Pengadilan di Korea Selatan memvonis mantan Presiden Yoon Suk Yeol dengan hukuman penjara seumur hidup atas tuduhan memimpin pemberontakan melalui deklarasi darurat militer yang dilakukannya pada tahun 2024. Deklarasi tersebut diumumkan secara tiba-tiba dalam siaran televisi pada bulan Desember, dengan alasan untuk memberantas "kekuatan anti-negara" di Majelis Nasional Korea Selatan.

Yoon, yang dikenal sebagai konservatif keras berusia 65 tahun, kemudian mengalami proses pemakzulan, penangkapan, dan dikenai berbagai tuduhan kejahatan mulai dari pemberontakan hingga menghalangi proses peradilan. Hakim Ketua Ji Gwi-yeon menjelaskan bahwa Yoon mengerahkan pasukan militer ke gedung Majelis dengan tujuan membungkam lawan politik yang menghambat upayanya mengatur pemerintahan.

Proses Hukum dan Putusan Pengadilan
Menurut hakim Ji, niat Yoon adalah melumpuhkan aktivitas Majelis untuk waktu yang cukup lama. Deklarasi darurat militer tersebut menghasilkan dampak sosial yang besar, namun Yoon tidak menunjukkan tanda-tanda penyesalan atas tindakannya. Dengan pertimbangan tersebut, pengadilan memutuskan menjatuhkan hukuman penjara seumur hidup kepada mantan presiden ini.

Selain Yoon, mantan Menteri Pertahanan Kim Yong-hyun juga dijatuhi hukuman penjara selama 30 tahun karena perannya dalam krisis ini. Jaksa penuntut bahkan sempat mengajukan tuntutan hukuman mati terhadap Yoon, namun mengingat Korea Selatan sudah lama memberlakukan moratorium hukuman mati sejak eksekusi terakhir pada tahun 1997, maka hukuman mati praktis diubah menjadi hukuman penjara seumur hidup.

Reaksi dan Dampak Sosial
Di luar pengadilan, ribuan pendukung Yoon berkumpul untuk memberikan dukungan, membawa poster bertuliskan slogan seperti "Yoon Great Again" dan menuntut agar tuduhan terhadapnya dicabut. Saat bus penjara yang diduga mengangkut mantan presiden memasuki kompleks pengadilan, para pendukungnya bersorak sambil mengekspresikan ketidakpuasan atas keputusan tersebut.

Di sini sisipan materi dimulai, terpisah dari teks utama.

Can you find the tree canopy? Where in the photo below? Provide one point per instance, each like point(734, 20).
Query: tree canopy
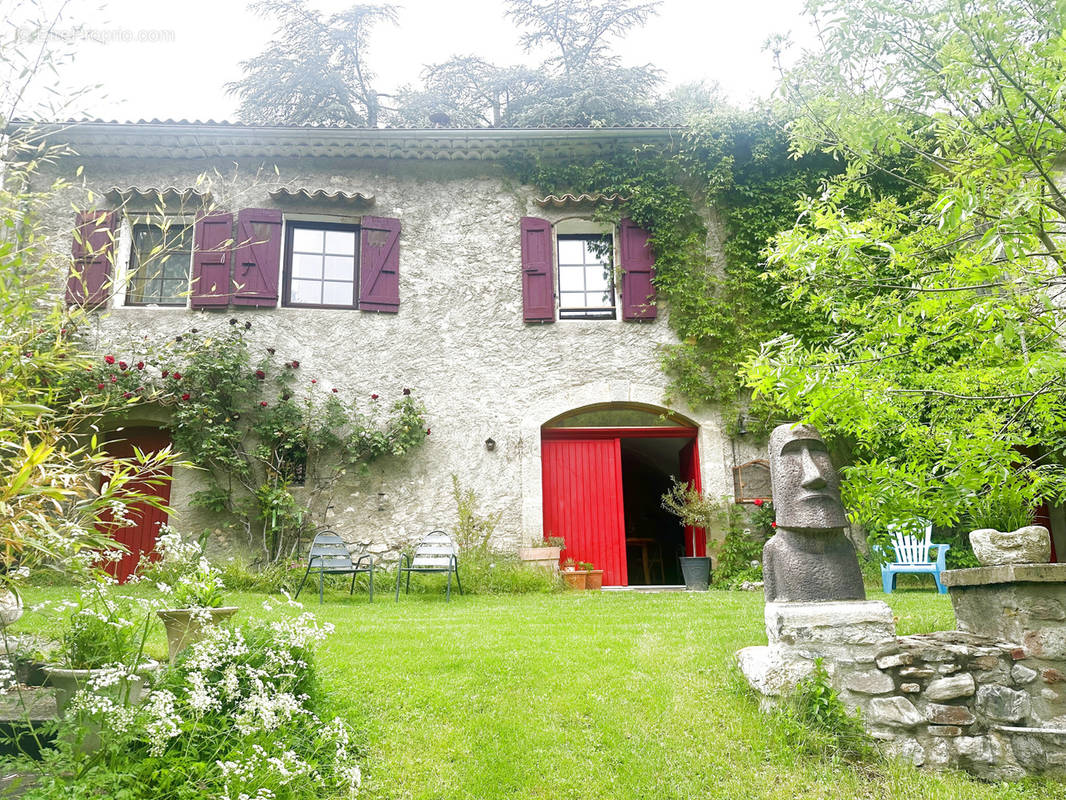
point(946, 374)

Polisi dengan jumlah besar berjaga ketat sekitar pengadilan, membentuk penghalang untuk mencegah kerusuhan. Penggunaan kekuatan militer oleh Yoon kembali mengingatkan publik akan sejarah kelam kudeta militer yang mengguncang Korea Selatan pada periode tahun 1960 hingga 1980, yang meninggalkan bekas pahit dalam perkembangan demokrasi negara tersebut.

Kronologi Singkat Deklarasi Darurat Militer

  1. Pada 3 Desember 2024, Yoon mengadakan siaran televisi mendadak untuk mengumumkan darurat militer.
  2. Ia menyebut adanya ancaman dari pengaruh Korea Utara dan "kekuatan anti-negara" dalam pemerintahan sipil.
  3. Deklarasi tersebut menghentikan pemerintahan sipil secara tiba-tiba dan memulai kendali militer.
  4. Hanya dalam waktu enam jam, anggota Majelis bergegas untuk menggelar voting darurat.
  5. Staf Majelis menggunakan perabot kantor sebagai penghalang untuk menahan pasukan militer.
  6. Pengumuman ini memicu protes spontan, kepanikan pasar saham, dan mengejutkan sekutu militer seperti Amerika Serikat.

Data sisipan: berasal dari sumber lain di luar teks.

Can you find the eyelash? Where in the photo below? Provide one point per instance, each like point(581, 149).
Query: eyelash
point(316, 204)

Perkembangan Kasus dan Tuntutan Lain
Yoon saat ini ditahan dalam isolasi sambil menghadapi proses hukum lainnya. Ia menolak semua tuduhan dan berargumen bahwa tindakannya adalah untuk melindungi kebebasan dan mengembalikan konstitusi dari yang disebutnya sebagai "kediktatoran legislatif" yang dipimpin oleh oposisi. Jaksa menilai bahwa Yoon memimpin pemberontakan dengan motif berkuasa secara sewenang-wenang untuk jangka panjang.

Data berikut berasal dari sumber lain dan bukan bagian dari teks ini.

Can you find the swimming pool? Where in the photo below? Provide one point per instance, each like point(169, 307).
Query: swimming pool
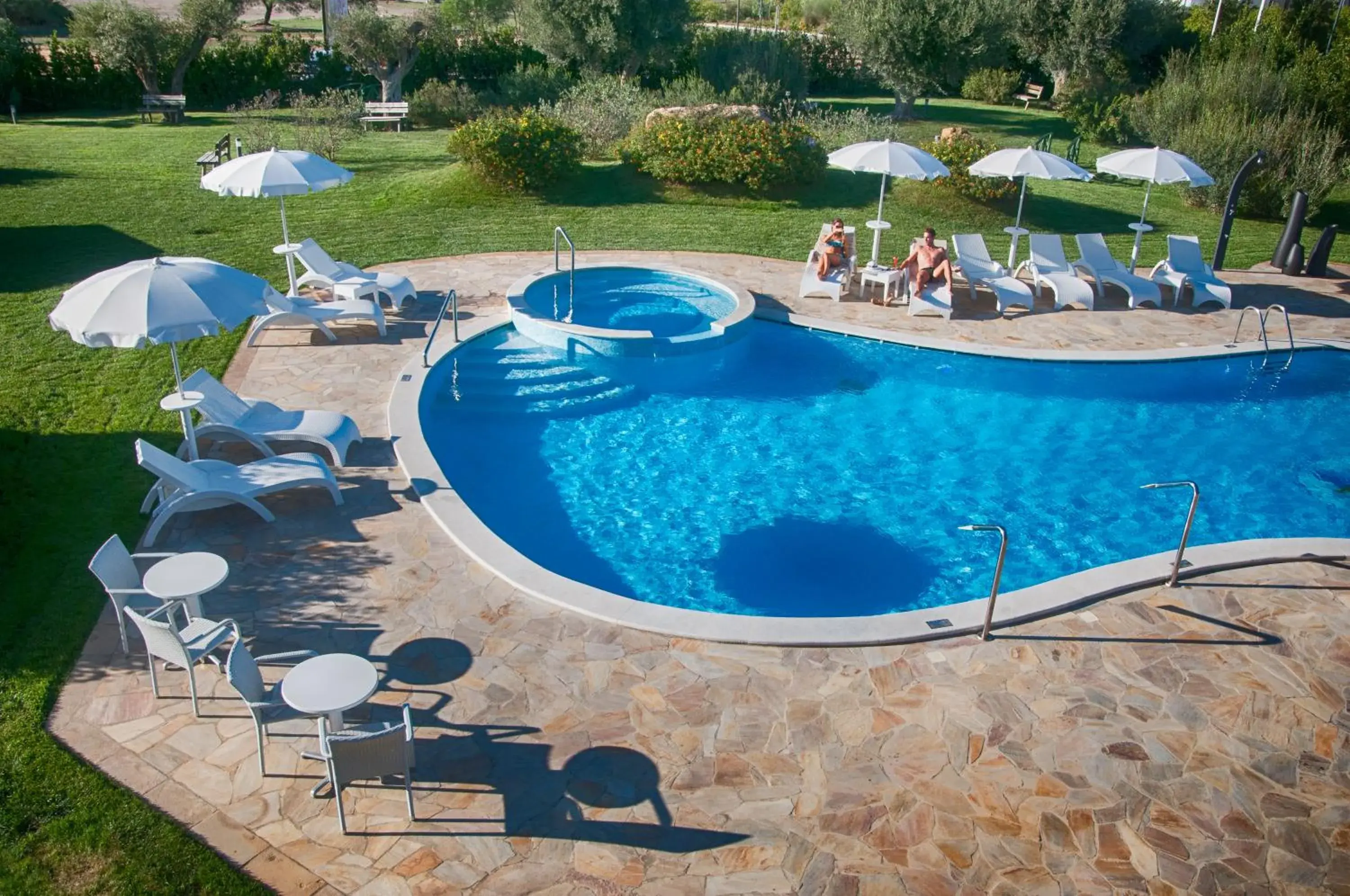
point(617, 309)
point(819, 475)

Selain itu, istri Yoon, Kim Keon Hee, juga dijatuhi hukuman penjara selama 20 bulan akibat kasus suap yang terjadi saat ia menjabat sebagai ibu negara. Secara keseluruhan, kasus ini menunjukkan gejolak politik dan hukum yang mendalam di Korea Selatan, dengan implikasi serius bagi stabilitas demokrasi negara tersebut.